The USDJPY is ticking up to new highs as yields move higher after the FOMC rate decision and comments
Overall, Powell leaned mildly hawkish — not aggressively so, but the weight of his comments tilted that way. The key tells:
The hawkish core was his refusal to commit to cuts without inflation progress, the dot plot shift toward fewer cuts, and his explicit unwillingness to prioritize employment over inflation. The fact that he openly questioned whether tariff inflation would truly be "one-time" was a notable step back from the more sanguine view the Fed held earlier.
The dovish offset came from ruling out hikes, signaling some confidence tariff inflation fades mid-year, and emphasizing that long-term expectations remain anchored — the classic "we can look through this" framing.

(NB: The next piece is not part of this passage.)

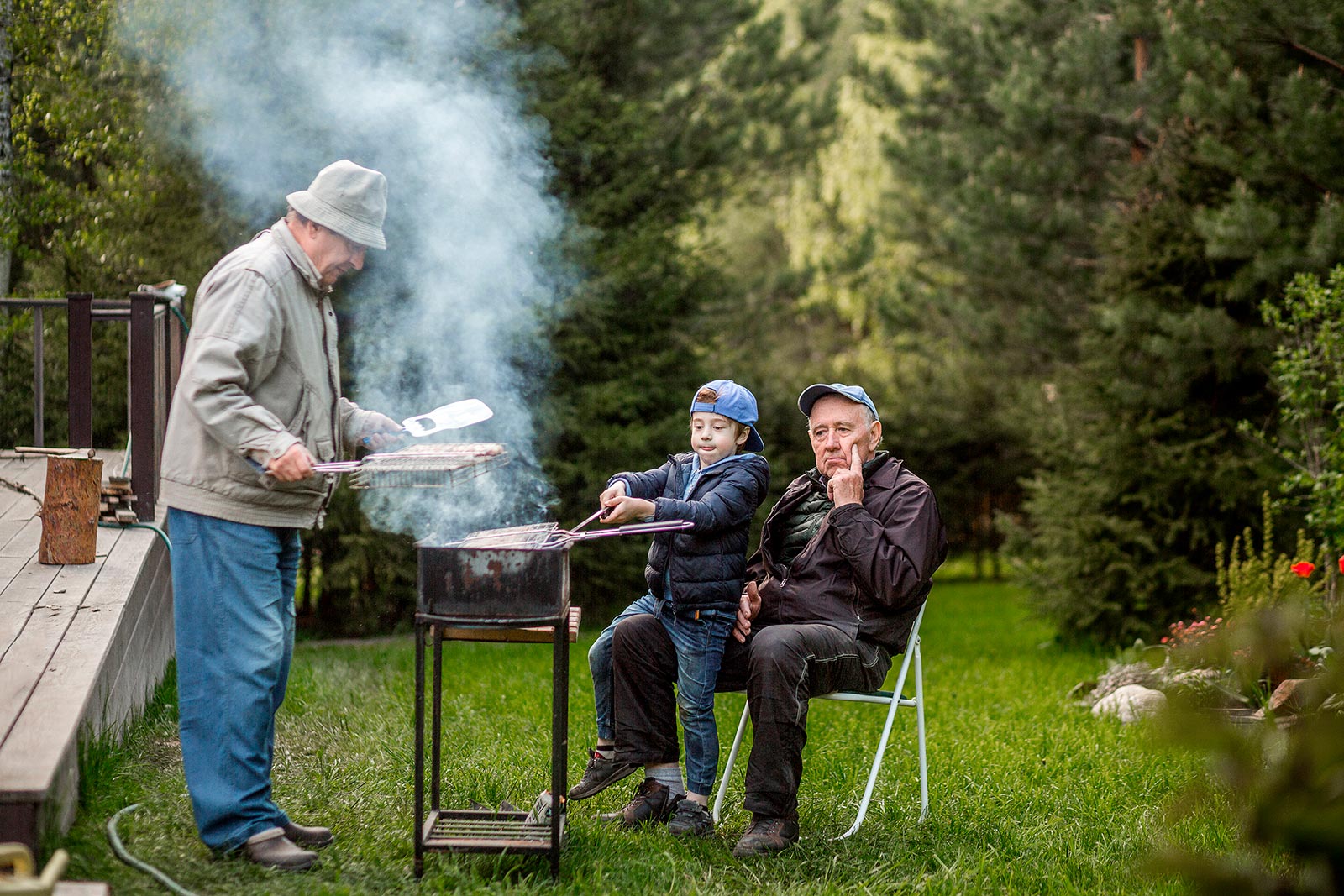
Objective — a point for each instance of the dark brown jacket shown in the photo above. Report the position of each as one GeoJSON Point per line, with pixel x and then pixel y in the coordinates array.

The wildcard is the Middle East. Powell effectively told markets he doesn't know how to model it yet — which keeps the next meeting wide open depending on how the oil/energy situation develops.
US yields are higher with the two-year up 8.1 basis point at 3.751%. The 10 year yield is back above 4.25% at 4.2571% up 5.5 basis point
For the USDJPY it is trading at the highest level since July 2024. Targets include the natural resistance at 160.00, followed by swing high from April 2024 at 160.25. The high price from 2024 reached up to 161.919.